Because New York is so far away — two plane rides and often a two-hour bus trip from Twin Falls, thanks to an airport that is shut half the time — our friends are mostly West Coasters. One family from L.A. became our add-water-and-stir insta-pals — because they were Jewish, there was a natural click, as if we were part of a club that, perched in the Intermountain West, has very few members. But this year I learned that there are more than I thought. With my Googling fingers at the ready, I did some research.

Shocker of all shockers, the first Jewish governor in the United States was elected in . . . Idaho! Swear. Moses Alexander, in 1914. To say I was floored at this discovery is not an understatement. I literally had to be spatulaed off the carpet. Next I found that the oldest synagogue west of the Mississippi is in Boise! Ahavath Beth Israel, founded in 1895! Jaw-on-sisal. While the best guesstimates still put the statewide Jewish population at under a few thousand, I was elated to find that we weren't the only ones crackin' out the menorah by a long shot. I used to always feel very former Soviet Union with our secret lighting, wondering if the housekeeping staff in our hotel walked in and saw our holiday corner they'd think we were doing some peculiar cult ritual in our perky hotel room, which was decorated in cheery peachy colors, not unlike a tampon box.

As a child, when the holidays fell on the earlier side (try explaining the schizo nature of Chanukah calendar placement to a confused Christian sometime), we would celebrate in New York. Sometimes it would be for a few days and then we'd celebrate the rest in Idaho; sometimes it would be one night. Aside from the psychological difference between toasting the festival o' lights in a place with millions of Jews and doing it in a place with seemingly zero, our whole ambience could not have been more distinct.

There are no synagogues in Sun Valley. When we were in New York, we'd go to our temple, and the religious-school children (
moi
from grades two through seven) would light candles and sing songs as familiar faces packing the pews looked on. Our temple, Central Synagogue, on Fifty-fifth Street, is the most beautiful, majestic place in the world — just the space is enough to make you feel humble and religious, and upon entering I have always felt in the presence of something amazing. (Funnily enough, the other equally humbling sight is the endless view of the mountains at the top of Baldy in Idaho.)

Then there's my temple's close-knit community — warm and caring, our interactions always accompanied by music. The services always call on everyone to introduce themselves to their neighbors in the pews, so that should people enter alone they will not leave as strangers. The enormous room with the soaring ceiling always felt accessible and even cozy, with the lights turned down and only the flicker of candlelight to ring in the holidays.

Back at home in our apartment, we would gather in the living room for our own mini-service and present opening.
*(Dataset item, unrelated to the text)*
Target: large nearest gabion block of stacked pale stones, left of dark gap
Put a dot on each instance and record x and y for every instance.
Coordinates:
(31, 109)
We had my mother's antique silver menorah — it's a Sephardic heirloom that is hundreds of years old. It feels linked to the past, to the traditions of all the family members who lit it before. It lived shrouded in blue felt, and I saw its zippered special case throughout the year as I rummaged to steal a piece of chocolate from my mom's candy stash, which lived in the same small hall closet. Aside from boxed confections brought by guests, this closet housed the familiar blue boxes of candles (the box all American Jews would recognize, without a graphic design spruce-up in over thirty years) as well as other Judaica pieces: kiddush cups, prayer books, special plates, and piles of our family-friendly Haggadahs, which yield a Seder that does not exceed thirty minutes. Which my family lovingly calls McSeder.